Simple backpropagation Neural Network algorithm (Python)

I'm trying to understand back-propagation, for that I using some python code, but it's noting working properly. When I train with xor input-output the error does not converge. But if I change the value of the last output of xor it converge.

If I put some target output values >1 the error converge for target-1, this dos not seen to be right.

import numpy as np
import random

class neural_network():

    activation = [] #List of values with the values of activation of each layers
    weightsIn = []
    weightsOut = []

    def __init__(self, sizeOfLayers):
        '''
            sizeOfLayers: Tuple with numbers of neurons of each layer
            (in, hidden, out)
        '''
        if len(sizeOfLayers) > 3:
            raise ValueError('Wrong number of layers')

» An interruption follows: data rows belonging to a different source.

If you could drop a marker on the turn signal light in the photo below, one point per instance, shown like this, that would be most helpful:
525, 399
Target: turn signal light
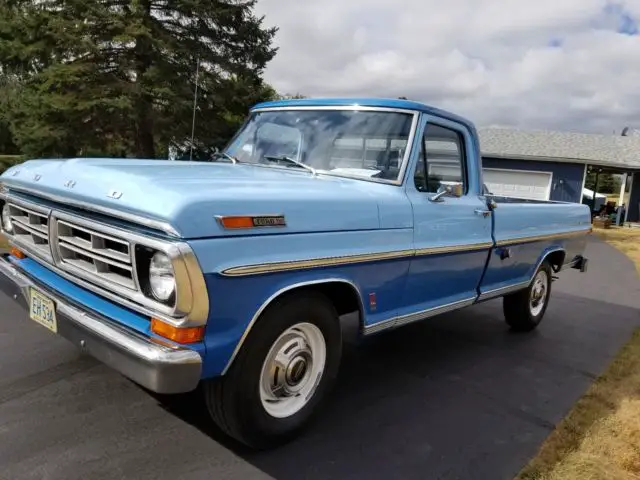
237, 222
176, 334
17, 253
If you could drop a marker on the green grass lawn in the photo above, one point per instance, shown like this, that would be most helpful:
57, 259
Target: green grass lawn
600, 438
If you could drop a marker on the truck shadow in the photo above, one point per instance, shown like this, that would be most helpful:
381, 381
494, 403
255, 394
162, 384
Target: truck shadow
457, 396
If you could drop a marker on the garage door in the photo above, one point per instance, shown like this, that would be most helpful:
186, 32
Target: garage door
518, 183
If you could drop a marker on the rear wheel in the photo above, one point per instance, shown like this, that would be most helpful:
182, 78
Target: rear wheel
284, 370
524, 310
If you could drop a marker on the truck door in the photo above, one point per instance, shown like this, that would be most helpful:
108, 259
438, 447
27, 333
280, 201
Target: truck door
452, 233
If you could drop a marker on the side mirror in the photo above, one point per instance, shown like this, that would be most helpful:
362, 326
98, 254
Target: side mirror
454, 190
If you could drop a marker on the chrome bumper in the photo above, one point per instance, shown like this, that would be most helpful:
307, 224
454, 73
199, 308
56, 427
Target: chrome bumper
159, 368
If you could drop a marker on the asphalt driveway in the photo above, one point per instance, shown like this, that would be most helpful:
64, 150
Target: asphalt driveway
456, 397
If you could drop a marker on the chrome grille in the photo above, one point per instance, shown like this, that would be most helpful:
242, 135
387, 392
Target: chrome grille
94, 254
30, 228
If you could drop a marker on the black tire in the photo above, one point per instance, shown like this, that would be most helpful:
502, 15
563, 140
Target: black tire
519, 311
234, 400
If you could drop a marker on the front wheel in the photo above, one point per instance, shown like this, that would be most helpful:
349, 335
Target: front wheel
285, 368
524, 310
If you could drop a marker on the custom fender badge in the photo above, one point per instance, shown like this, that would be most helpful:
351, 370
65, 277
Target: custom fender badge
250, 221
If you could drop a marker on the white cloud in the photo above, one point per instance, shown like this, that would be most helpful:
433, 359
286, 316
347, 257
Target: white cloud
543, 64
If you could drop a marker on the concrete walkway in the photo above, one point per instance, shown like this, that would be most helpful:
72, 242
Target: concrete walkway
457, 397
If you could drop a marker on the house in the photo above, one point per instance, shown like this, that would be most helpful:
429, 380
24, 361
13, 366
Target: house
552, 165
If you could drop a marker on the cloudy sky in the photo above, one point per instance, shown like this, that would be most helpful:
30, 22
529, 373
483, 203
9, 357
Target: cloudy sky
550, 64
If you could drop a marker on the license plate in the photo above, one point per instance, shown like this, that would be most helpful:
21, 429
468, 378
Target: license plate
43, 311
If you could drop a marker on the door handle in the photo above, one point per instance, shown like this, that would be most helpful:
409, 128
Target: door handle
484, 213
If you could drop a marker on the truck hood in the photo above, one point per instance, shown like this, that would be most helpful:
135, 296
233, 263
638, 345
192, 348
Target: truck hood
189, 195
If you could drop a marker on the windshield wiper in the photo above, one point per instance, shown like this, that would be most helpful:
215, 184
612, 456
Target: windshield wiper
284, 158
233, 159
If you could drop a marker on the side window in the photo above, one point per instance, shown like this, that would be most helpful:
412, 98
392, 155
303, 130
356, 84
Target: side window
442, 158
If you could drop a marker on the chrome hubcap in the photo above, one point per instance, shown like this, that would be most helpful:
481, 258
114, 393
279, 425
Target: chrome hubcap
292, 370
538, 293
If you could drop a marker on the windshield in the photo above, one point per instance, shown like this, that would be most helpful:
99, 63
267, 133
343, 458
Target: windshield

        self.sizeOfLayers = sizeOfLayers
        for i in range(len(sizeOfLayers)):
            if i == 0:
                #input layer + bias
                self.activation.append(sizeOfLayers[i]*[0.0] + [0.0])
            else:
                self.activation.append(sizeOfLayers[i]*[0.0])
        # Wi = len(Hid) x len(IN)+1(bias)
        self.weightsIn = np.random.random((sizeOfLayers[1], sizeOfLayers[0] + 1))
        # Wo = len(OUT) x len(Hid)
        self.weightsOut = np.random.random((sizeOfLayers[2], sizeOfLayers[1]))

    def forward(self, X):
        '''
            X: Vetor de entradas
        '''
        #In+bias add ativation vector
        self.activation[0] = np.vstack((np.array([X]).T, np.array([1])))
        #sum of (weights x in)
        self.sumHidden = self.weightsIn.dot(self.activation[0])
        #Ativation of hidden layer
        self.activation[1] = (self.sigmoid(self.sumHidden))
        #sum of(out weights x activation of last layer)
        self.sumOut = self.weightsOut.dot(self.activation[1])
        #activation of output
        self.activation[2] = (self.sigmoid(self.sumOut))
        return self.activation[2].T

    def backPropagate(self, Y, trainRate = 0.1):
        '''
            Y: output target
            trainRate:
        '''
        if len(Y) != self.sizeOfLayers[2]:
            raise ValueError('Wrong number of inputs')

        #Calc of output delta
        error_o = Y.T - self.activation[2].T
        out_delta = self.sigmoidPrime(self.activation[2]) * error_o.T
        #Calc of hidden delta
        error_h = out_delta.T.dot(self.weightsOut)
        hiden_delta = self.sigmoidPrime(self.activation[1]) * error_h.T

        # update output weights output
        change_o = self.activation[1] * out_delta.T
        for i in range(self.sizeOfLayers[2]):
            for j in range(self.sizeOfLayers[1]):
                self.weightsOut[i][j] = self.weightsOut[i][j] + trainRate*change_o[j][i]
        # update Input weights
        change_h = self.activation[0] * hiden_delta.T
        for i in range(self.sizeOfLayers[1]):
            for j in range(self.sizeOfLayers[0]):
                self.weightsIn[i][j] = self.weightsIn[i][j] + trainRate*change_h[j][i]

        #Error
        return np.sum((Y.T - self.activation[2].T)**2)/0.5

    def sigmoid(self, z, derv = False):
        if derv == False:
            return 1/(1+np.exp(-z))

    def sigmoidPrime(self, z):
        return self.sigmoid(z)*(1-self.sigmoid(z))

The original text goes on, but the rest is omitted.